Thanks. I had read it years ago, but didn't remember that he had many more points than O(n^3.5 log(1/h)) scale and provides useful references (other than Red Plenty).

(I initially thought it would be better not to mention the context of the question as it might bias the responses. OTOH the context could make the marginal LW poster more interested in providing answers, so I here it is:)

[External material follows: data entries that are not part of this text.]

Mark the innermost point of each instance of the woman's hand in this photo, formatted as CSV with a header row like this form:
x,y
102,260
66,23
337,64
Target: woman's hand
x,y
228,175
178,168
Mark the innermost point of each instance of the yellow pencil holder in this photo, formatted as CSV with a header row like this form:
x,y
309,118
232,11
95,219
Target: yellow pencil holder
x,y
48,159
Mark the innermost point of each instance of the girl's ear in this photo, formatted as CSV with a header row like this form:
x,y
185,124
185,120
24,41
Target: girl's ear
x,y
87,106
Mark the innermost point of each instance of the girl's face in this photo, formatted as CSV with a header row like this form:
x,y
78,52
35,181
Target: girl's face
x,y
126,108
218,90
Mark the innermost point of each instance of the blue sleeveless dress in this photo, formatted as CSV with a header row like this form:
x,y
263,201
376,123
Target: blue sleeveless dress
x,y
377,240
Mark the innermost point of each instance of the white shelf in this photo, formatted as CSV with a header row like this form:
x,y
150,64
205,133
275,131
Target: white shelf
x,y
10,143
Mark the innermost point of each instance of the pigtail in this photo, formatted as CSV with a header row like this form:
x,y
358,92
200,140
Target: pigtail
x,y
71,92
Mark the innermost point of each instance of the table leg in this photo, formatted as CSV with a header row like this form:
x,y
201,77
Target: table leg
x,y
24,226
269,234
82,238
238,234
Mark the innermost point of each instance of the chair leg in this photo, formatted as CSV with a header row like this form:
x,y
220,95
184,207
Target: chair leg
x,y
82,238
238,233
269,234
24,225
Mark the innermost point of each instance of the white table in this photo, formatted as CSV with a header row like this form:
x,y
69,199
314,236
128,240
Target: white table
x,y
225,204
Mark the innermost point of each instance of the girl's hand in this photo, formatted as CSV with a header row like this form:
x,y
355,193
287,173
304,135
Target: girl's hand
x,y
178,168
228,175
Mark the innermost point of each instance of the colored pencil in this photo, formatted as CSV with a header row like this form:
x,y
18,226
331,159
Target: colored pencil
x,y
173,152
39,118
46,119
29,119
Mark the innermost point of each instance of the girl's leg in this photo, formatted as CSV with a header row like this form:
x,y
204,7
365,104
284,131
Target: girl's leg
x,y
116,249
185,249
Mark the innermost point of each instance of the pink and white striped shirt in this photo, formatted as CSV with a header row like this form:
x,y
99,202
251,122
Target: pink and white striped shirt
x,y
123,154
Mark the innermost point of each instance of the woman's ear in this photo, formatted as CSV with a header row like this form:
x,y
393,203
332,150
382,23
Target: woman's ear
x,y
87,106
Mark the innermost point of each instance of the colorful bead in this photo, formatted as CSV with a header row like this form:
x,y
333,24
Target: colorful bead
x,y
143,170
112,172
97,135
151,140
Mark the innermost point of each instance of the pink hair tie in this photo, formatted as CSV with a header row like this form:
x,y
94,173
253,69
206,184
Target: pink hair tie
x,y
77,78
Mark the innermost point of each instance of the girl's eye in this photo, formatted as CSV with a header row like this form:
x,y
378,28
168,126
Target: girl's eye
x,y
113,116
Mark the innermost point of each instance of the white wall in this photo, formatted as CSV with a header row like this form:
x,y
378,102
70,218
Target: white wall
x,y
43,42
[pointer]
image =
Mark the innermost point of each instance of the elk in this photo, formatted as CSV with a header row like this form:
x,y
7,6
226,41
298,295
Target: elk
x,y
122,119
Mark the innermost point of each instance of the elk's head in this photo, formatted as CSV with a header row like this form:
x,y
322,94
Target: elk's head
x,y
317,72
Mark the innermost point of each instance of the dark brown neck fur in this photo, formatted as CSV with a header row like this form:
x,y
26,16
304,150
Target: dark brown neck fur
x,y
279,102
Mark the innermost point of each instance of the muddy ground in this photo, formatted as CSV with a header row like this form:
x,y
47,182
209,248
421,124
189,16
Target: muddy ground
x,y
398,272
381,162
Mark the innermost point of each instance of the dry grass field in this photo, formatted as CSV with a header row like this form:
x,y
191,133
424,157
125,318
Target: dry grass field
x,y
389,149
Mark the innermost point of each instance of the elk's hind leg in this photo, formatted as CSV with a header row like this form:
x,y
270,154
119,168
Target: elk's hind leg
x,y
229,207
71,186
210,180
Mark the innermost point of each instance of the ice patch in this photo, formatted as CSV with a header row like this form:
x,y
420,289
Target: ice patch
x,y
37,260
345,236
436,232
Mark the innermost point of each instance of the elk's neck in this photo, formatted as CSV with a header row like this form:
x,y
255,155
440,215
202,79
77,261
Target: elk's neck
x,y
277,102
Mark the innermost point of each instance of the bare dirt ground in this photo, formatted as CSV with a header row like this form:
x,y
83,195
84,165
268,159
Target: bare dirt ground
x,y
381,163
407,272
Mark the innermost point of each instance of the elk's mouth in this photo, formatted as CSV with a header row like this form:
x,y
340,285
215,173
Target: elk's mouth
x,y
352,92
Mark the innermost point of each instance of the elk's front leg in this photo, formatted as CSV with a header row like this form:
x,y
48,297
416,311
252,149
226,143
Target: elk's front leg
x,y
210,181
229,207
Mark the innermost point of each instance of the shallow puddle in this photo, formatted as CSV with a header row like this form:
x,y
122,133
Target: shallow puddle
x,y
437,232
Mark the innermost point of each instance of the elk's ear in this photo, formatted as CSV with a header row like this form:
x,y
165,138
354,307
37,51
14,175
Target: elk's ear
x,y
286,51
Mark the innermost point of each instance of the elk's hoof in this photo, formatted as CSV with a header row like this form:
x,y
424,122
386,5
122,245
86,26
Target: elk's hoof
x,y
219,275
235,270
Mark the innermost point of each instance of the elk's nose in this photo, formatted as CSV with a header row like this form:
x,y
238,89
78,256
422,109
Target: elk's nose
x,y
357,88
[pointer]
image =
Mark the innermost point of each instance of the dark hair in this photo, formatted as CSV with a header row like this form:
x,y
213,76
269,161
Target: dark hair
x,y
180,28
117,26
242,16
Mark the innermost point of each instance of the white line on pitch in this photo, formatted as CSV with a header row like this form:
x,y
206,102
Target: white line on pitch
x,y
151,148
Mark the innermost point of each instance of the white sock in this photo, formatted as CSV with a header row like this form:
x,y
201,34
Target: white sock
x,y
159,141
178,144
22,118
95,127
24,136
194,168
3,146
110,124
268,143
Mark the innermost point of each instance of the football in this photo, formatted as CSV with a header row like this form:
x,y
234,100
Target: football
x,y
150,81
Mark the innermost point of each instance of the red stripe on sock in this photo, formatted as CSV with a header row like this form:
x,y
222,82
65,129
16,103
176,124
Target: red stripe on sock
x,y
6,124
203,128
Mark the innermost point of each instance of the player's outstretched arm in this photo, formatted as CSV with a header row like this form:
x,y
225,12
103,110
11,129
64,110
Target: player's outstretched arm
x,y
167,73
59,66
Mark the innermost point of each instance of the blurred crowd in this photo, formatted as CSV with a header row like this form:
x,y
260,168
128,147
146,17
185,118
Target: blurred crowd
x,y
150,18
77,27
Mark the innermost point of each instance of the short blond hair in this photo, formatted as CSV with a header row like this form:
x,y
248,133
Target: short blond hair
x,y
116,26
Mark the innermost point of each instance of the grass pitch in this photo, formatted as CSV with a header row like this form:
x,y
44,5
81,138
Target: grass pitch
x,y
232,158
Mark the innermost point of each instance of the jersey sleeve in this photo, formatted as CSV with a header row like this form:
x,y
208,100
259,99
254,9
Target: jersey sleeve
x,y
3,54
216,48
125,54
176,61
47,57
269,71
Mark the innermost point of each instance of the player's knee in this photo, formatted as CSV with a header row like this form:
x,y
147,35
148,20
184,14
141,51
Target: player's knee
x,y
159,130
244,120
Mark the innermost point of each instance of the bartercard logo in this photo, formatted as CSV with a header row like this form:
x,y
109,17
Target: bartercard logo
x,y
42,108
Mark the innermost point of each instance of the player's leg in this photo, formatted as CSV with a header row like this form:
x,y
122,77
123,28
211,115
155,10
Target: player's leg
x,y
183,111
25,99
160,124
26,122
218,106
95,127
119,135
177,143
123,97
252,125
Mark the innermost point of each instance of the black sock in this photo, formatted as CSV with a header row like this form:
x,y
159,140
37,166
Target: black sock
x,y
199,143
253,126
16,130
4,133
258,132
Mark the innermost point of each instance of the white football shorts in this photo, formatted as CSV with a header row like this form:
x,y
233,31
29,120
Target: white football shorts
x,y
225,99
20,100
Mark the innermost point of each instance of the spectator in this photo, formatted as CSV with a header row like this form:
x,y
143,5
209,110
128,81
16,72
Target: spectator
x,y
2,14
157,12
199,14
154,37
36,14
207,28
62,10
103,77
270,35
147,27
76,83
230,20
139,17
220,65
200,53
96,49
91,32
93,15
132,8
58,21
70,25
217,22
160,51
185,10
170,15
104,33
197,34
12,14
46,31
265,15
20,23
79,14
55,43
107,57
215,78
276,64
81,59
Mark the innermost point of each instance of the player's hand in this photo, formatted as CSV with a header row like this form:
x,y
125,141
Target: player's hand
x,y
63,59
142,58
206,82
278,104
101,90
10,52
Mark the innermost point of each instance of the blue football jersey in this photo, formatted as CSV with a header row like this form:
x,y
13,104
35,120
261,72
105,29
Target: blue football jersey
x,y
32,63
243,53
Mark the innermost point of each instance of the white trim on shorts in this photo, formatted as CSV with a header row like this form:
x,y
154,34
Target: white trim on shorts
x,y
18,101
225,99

It came up in an argument that the difficulty of economic calculation problem could be a difficult to a hypothetical singleton, insomuch a singleton agent needs certain amount of compute relative to the economy in question. My intuition consists two related hypotheses: First, during any transition period where any agent participates in global economy where most other participants are humans ("economy" could be interpreted widely to include many human transactions), can the problem of economic calculation provide some limits how much calculation would be needed for an agent to become able to manipulate / dominate the economy? (Is it enough for an agent to be marginally more capable than any other participant, or does it get swamped by the sheer size of the economy is large enough?)

 Secondly, if an Mises/Hayek answer is correct and the economic calculation problem is solved most efficiently by a distributed calculation, it could imply that a single agent in a charge of a number of processes on "global economy" scale could be out-competed by a community of coordinating agents. [1]

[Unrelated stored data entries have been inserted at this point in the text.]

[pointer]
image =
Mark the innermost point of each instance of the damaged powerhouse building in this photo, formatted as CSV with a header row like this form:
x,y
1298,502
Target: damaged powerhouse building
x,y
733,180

However, I would like to read more to judge if my intuitions are correct. Maybe all of this is already rendered moot by results I simply do not how to find.

([1] Related but tangential: Can one provide a definition when distributed computation is no longer a singleton but more-or-less aligned community of individual agents? My hunch is, there could be a characterizations related to speed of communication between agents / processes in a singleton. Ultimately speed of light is prone to mandate some limitations.)

I think there was a post/short-story on lesswrong a few months ago about a future language model becoming an ASI because someone asked it to pretend it was an ASI agent and it correctly predicted the next tokens, or something like that. Anyone know what that post was?

[-]jp10

Is there a way to hide the curated sequences from the frontpage?

Not yet but I’ll likely be adding it soon. (I’m also going to be overhauling how curated sequences work and may do that first. I might actually end up re-disabling recommended sequences for older accounts until I’ve iterated on it more, then re-enable it, this time with a dismiss button)

Hi,

Got here through a recent "Browser" link. Looks interesting.